Abstract: This article assesses local tensions that plague the U.S.-centered hub-and-spokes security framework in the Western Pacific region, which finds its most concrete expression in increasingly vulnerable legacy installations. I start by considering how people living outside the fence in places like Guam and Okinawa have tended to see the U.S. military, while summarizing global trends in U.S. base expansion and contraction outside of the continental United States (OCONUS). I tie this past to the most common dilemmas of global basing manifesting today, explain how these dilemmas have been understood, and highlight core concerns undergirding most base protest cultures. In the absence of sweeping policy changes to legal structures that disenfranchise militarized civilians in the most heavily fortified islands in the U.S. global base network, changing the way recent history is represented at U.S. controlled public sites could catalyze meaningful change within perennially troubled relationships between the U.S. military and overburdened host communities.   

Keywords: military bases, colonialism, history, politics, security, protests

Indigenous Chamorro scholars from Guam have remarked that the American liberation story about Guam’s place in U.S. history cannot be taken seriously because the U.S. military never left.1 This circumstance persists both because of, and in spite of, the sacrifices Indigenous Islanders and other long-term local residents continue to make in the name of American defense. Even a cursory review of WWII history from the perspective of Indigenous Chamorro/Chamoru peoples reveals the unusually cruel suffering they endured during the Pacific War. Mariana Islanders were mobilized to fight on both sides of the Japan-U.S. conflict, and this largely unacknowledged legacy continues to inflict pain on local communities today.
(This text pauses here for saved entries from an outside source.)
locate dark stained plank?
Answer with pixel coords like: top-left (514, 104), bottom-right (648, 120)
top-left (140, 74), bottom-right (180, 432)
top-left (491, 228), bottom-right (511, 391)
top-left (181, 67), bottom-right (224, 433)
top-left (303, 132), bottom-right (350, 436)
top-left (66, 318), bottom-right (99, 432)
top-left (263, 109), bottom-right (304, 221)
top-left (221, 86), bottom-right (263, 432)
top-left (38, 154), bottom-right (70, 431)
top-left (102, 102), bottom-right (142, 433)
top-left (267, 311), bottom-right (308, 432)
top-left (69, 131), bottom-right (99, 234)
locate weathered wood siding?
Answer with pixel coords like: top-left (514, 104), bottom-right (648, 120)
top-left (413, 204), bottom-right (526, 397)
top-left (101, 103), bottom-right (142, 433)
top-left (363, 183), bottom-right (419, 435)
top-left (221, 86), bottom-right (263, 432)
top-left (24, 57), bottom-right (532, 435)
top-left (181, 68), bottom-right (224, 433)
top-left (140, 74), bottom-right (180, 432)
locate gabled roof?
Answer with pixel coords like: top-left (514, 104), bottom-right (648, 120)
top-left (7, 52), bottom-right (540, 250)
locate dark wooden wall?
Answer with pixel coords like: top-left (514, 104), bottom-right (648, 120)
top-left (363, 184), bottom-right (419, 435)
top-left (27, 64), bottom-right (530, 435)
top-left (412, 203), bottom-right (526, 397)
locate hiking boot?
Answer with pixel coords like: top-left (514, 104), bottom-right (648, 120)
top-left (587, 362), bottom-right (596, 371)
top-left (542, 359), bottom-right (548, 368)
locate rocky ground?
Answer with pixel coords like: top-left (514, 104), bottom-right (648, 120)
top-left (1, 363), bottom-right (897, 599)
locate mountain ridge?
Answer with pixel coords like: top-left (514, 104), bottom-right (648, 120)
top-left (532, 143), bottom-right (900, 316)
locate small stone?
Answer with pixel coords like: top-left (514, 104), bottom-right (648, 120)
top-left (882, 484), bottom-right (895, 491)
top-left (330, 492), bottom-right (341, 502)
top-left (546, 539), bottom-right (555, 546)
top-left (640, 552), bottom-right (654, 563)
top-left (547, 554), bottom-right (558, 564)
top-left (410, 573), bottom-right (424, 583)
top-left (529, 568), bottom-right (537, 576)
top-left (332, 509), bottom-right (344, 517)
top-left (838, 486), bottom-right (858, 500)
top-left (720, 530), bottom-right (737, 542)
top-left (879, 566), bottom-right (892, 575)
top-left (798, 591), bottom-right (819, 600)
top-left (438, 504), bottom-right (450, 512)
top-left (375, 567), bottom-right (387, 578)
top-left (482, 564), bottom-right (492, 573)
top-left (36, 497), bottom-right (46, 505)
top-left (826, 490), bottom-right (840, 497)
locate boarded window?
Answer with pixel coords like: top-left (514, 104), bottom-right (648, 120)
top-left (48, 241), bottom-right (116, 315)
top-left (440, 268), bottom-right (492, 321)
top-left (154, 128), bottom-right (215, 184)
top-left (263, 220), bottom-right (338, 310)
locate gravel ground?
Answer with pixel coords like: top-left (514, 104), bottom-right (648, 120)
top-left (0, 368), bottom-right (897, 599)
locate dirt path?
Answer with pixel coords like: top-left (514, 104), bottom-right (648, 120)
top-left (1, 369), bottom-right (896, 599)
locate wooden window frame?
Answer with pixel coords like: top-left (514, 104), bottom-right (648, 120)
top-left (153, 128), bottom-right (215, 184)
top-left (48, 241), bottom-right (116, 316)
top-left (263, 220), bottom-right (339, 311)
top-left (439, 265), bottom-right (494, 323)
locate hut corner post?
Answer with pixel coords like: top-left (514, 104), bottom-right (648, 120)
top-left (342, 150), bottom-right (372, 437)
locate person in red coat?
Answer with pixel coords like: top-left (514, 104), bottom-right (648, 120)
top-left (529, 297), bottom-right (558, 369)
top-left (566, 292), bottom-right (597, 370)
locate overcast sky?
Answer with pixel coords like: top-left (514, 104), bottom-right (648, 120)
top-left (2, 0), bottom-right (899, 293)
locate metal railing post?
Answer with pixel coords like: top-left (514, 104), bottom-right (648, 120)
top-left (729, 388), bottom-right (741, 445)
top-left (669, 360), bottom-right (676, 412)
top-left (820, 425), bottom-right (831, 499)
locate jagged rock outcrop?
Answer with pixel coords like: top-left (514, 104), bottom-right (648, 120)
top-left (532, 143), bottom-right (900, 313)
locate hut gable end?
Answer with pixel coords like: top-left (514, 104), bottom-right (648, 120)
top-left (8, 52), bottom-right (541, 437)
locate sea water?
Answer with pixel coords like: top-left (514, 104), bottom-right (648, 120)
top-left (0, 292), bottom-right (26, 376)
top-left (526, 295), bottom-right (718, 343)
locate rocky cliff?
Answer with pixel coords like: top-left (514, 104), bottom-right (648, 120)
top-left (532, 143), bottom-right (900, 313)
I am not Indigenous, but I grew up and lived for 23 years on the island of Saipan north of Guam, where I came of age struggling to make sense of how this island chain was American since no one on the U.S. mainland seemed aware of its existence. When it did come up, Guam was the subject of middle-of-nowhere jokes. One U.S. congressman suggested that Guam could tip over if too many Marines were stationed there, a comment for which he was widely ridiculed, yet he was likely critiquing thinking that reflects the unsinkable battleship/aircraft-carrier American vision of this island as one big military base (Wilkie 2010).

A similar case of disproportionate base hosting prevails in Okinawa, the Japanese prefecture which shoulders the burden for the U.S.-Japan alliance by hosting a disproportionate share of bases. On both islands, the overwhelming role the military bases play in local socioeconomies means that bases are an unavoidable and polarizing feature of local life. Bases are polarizing because of the stark differences in power they embody that puts them outside of local decision making about their existence from the start. The degree to which an Islander embraces or rejects the military presence determines on what side of local politics they are likely to land. In general, the more “hardened”2 or old the facility, the more hardened the opinions about them.

Another way of talking about huge, hardened facilities is to describe them as “Little Americas,” as does anthropologist and military base scholar David Vine (Vine 2017: 45). This language acknowledges the messy way that bases such as Kadena (Okinawa) and Andersen (Guam) create distinct socioeconomies that embody American military-cultural qualities. In contrast, the official U.S. government description of foreign bases in the Department of Defense (DoD) Base Structure reports explain the size of bases in terms of their potential replacement value. According to the most recent report, only about ten percent of current DoD installations are overseas. However, this information does not account for overseas military expenditures in the Pentagon budget and various other defense spending outside of the continental U.S. (Vine 2017: 195-213). It also does not say anything about how foreign bases fit into the fabric of local societies.